Kitchen – oven cleaner, drain opener, alcoholic beverages, furniture polish
Bedroom – medicines
Bathroom – toilet bowl cleaner, hair relaxer, perm solutions, nail products,
Garage – pesticides, rust remover, gasoline, kerosene, paint thinner, lighter fluid,
lamp oil, antifreeze, windshield washer fluid

3. Do not let your child play with plants inside your home, and even plants which can be found in your backyard because these may be poisonous. Keep your child away from areas, which have been recently sprayed with pesticides or fertilizer.

4. Never transfer chemical products in other containers like coffee cans, milk containers, soda bottles, or any other food container. Children may mistakenly ingest these items, when they are not stored in their original containers.

5. Always be cautious while using household products when your children are around. You can easily get distracted with other things, which may allow enough time for a child to get curious. If you need to do something while these products are out, take your child with you. Return the products in locked cabinets immediately after using them.

6. Never mix chemical products because it may produce dangerous fumes.

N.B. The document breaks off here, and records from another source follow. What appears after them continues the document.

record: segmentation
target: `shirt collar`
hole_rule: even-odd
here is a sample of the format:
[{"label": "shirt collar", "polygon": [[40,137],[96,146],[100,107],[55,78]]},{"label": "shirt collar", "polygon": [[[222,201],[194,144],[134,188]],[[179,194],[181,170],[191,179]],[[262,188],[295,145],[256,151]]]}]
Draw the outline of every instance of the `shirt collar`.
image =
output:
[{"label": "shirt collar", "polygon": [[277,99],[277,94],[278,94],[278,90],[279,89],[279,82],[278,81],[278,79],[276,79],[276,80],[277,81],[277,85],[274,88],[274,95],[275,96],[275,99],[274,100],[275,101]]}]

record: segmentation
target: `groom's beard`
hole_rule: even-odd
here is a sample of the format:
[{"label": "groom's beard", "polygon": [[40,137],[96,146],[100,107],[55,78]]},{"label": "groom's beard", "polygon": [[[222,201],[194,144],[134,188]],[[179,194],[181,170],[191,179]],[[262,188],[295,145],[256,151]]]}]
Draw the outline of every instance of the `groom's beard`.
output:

7. If you own an older home, there may be a need to have the paint tested for lead. Be certain that your child’s toys are free of lead paint. You can get information regarding this from the U.S. Consumer Product Safety Commission (CPSC).

8. Do not take medicine in front of children, and never refer to these as candy. Children may want more “candy” when their parents are not watching, or when they get an opportunity to get a hold of medicine bottles. If possible, try to keep track of the number of pills left in a container.

If you have any concerns, or if you suspect that any of your family is exposed to poisons, call the poison control center. The number to call is 1-800-222-1222. It is also important to know that the American Academy of Pediatrics no longer recommends the use of syrup of ipecac, to induce vomiting in children who swallowed a poisonous substance.

There are indeed a lot of ways that parents can keep a child safe. Aside from modifying a child’s immediate environment, there is still a need for parents to supervise a child’s activities in order to prevent any accidents from occurring.